La Citadelle, quand j’ai finalement franchi ses portes ce matin-là, était une chose de grandeur calculée et de déclin visible. La dynastie Nguyễn l’a construite au début du XIXe siècle sur la rive nord de la Rivière des Parfums, s’inspirant en partie de la Cité Interdite de Pékin tout en lui donnant un tempérament vietnamien — plus basse, plus intime, plantée de frangipanier et de banyans dont les racines écartent lentement les pavés. La Cité Pourpre Interdite en son cœur a été bombardée en ruines pendant l’Offensive du Tết de 1968, et une grande partie reste ainsi, fragments de pierre sculptée et pans de mur brisés parmi des cours envahies par la végétation. Le vide n’est pas un échec de la restauration — c’est ce qu’il y a de plus honnête dans l’endroit. Huế a subi trop de violence pour prétendre le contraire.

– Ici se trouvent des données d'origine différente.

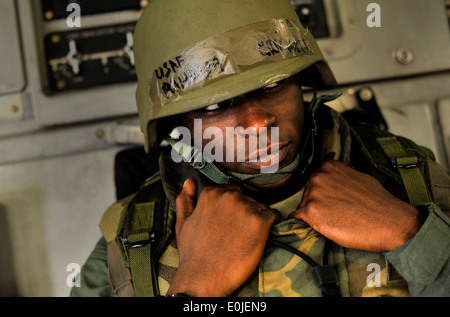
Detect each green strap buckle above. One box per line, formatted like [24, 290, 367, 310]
[391, 156, 423, 169]
[122, 232, 155, 249]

Les tombeaux royaux dispersés le long de la Rivière des Parfums, à quinze minutes en moto au sud de la ville, révèlent le caractère plus nuancé de Huế. Chaque empereur a commandé le sien, et chacun est un argument architectural distinct. Celui de Minh Mạng est formel et symétrique, disposé le long d’un axe central de lacs et de cours, rayonnant l’assurance d’un homme qui comptait sur la permanence. Celui de Tự Đức est plus mélancolique — un pavillon de jardin au-dessus d’un bassin aux lotus où l’empereur venait apparemment écrire de la poésie, son règne perturbé par l’avancée française et ses funérailles tenues secrètes pendant des mois. J’ai passé tout un après-midi à aller de l’un à l’autre en moto à travers des forêts de pins, arrivant dans un silence d’une qualité différente à chaque fois.

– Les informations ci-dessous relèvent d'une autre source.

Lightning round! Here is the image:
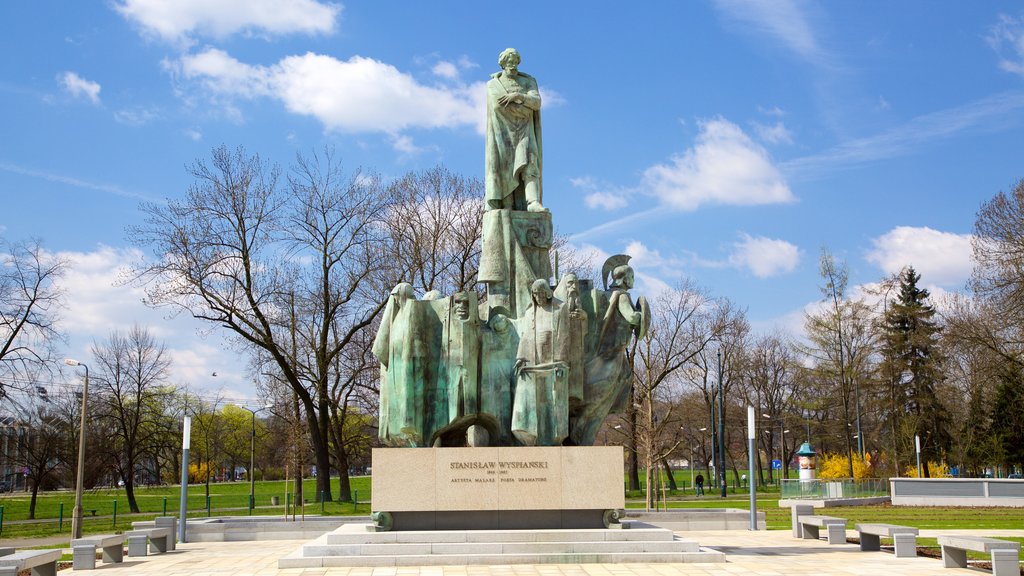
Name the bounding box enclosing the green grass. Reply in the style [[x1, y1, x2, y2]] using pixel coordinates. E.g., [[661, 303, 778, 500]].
[[0, 477, 370, 539]]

La ville elle-même — la partie qui n’est pas mise en scène — récompense la déambulation sans but. Traversez le pont Tràng Tiền vers la rive sud et vous entrez dans un quartier de maisons avec jardins entourées de murs drapés de bougainvillées, où les vieilles familles de mandarins vivent encore derrière des grilles en fer. Le marché couvert de Đông Ba est immense et totalement inarrangeable : des étals vendant des gâteaux de riz et des crevettes séchées à côté de rouleaux de tissu et de piles d’encens, le bruit et les odeurs comprimés sous une toiture voûtée. En fin d’après-midi, les étudiants sortent à bicyclette et le front de rivière se remplit de l’énergie particulière d’une ville qui refuse de se positionner comme une relique, même si la Citadelle l’observe de l’autre rive avec ses douves toujours pleines et ses portes toujours debout.
Quand y aller : De janvier à avril est la fenêtre optimale — sèche, chaude sans être écrasante, et la lumière sur la Rivière des Parfums en février a une douceur propre à cette latitude. Huế est martelée par les pluies de septembre à décembre, avec des inondations sérieuses fréquentes en octobre et novembre. Les mois d’été sont intensément chauds, mais les tombeaux sont plus vides et ont une qualité aride et austère qui leur convient.